Around me, the rest of the bus seemed in awe of the landscape, stunned by the skyscrapers of stone that dotted the north like top-heavy giants, red-colored buttes left over from some prehistoric age. We briefly passed through an area called the Petrified Forest where numerous other stores offered to sell samples. The loving couple in one of the seats behind me and on the other side of the bus had renewed their vows, cooing again as they had when they first boarded the bus in the East. Mr. and Mrs. Warton oohed and aahed, this scenery, the meat and potatoes of their life on the road, he snapping pictures through the glass, although the photographs would hardly reflect the hugeness of the landscape. Even the professor seemed impressed, his puffing pipe producing more and more fumes as if to express his excited mood, though his stern expression never altered.
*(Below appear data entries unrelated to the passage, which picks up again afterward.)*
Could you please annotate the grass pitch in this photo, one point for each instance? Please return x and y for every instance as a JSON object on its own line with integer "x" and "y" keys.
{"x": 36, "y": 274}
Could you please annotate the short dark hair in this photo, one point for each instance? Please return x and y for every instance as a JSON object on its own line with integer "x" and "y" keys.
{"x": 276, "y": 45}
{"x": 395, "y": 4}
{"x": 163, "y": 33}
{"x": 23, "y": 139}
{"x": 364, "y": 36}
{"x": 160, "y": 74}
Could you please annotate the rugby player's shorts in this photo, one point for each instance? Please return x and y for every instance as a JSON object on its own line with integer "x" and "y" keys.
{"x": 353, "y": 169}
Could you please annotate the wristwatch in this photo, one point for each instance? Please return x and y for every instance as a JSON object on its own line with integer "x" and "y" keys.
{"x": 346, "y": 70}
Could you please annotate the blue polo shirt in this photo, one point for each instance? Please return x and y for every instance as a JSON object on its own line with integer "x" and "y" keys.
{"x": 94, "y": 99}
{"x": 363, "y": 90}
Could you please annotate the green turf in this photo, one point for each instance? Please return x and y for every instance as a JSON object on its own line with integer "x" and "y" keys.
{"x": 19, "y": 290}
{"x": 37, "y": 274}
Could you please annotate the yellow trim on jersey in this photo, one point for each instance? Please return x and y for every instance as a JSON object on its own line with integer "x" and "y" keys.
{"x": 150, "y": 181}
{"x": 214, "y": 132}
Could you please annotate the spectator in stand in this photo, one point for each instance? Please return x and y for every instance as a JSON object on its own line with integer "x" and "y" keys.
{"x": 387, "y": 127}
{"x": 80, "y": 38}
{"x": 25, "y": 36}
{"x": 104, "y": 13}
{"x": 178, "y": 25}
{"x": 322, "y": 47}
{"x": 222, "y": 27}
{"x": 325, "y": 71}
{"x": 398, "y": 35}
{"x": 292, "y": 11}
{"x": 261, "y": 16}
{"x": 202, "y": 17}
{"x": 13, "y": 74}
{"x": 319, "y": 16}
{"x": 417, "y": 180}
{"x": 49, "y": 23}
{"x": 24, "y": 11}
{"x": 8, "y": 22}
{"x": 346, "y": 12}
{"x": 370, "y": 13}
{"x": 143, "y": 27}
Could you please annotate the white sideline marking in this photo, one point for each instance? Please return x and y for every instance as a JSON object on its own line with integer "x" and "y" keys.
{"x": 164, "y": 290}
Finally, we pulled into Flagstaff.

A man named Edward Whipple is credited with founding the place when opened a saloon here in the 1870s, and the town that developed around the saloon was then called Antelope, something that was immediately changed once the railroad built a depot here. 

Most of the original buildings were constructed by the railroad, though with the growing population of more than 30,000 many more buildings had been constructed since. The town was the seat of a county that boasted of five indian reservations, the Grand Canyon and numerous other historical sites. Tourists flocked here, using the town as a jumping off point. The town was also home to the local Indian Government which over saw policing activities through the wide indian lands nearby. As we drove into the heart of the city, I saw official signs directing drivers to the Northern Arizona University, the Lowell Observatory and the Norther Arizona Museum.

Once at the bus station, the hostess and driver changed, and I felt an immense relief when I found no police waiting for me as I stepped down onto the gravel lot and made my way into the station for coffee, a toilet and a local newspaper.

Even though we still had to visit Phoenix, I knew that sometime after night fall, this bus would roll into Los Angeles, and that this next leg was the last leg, with this driver and this hostess would be the last we would see on this trip.

 I was already anxious to get it over with.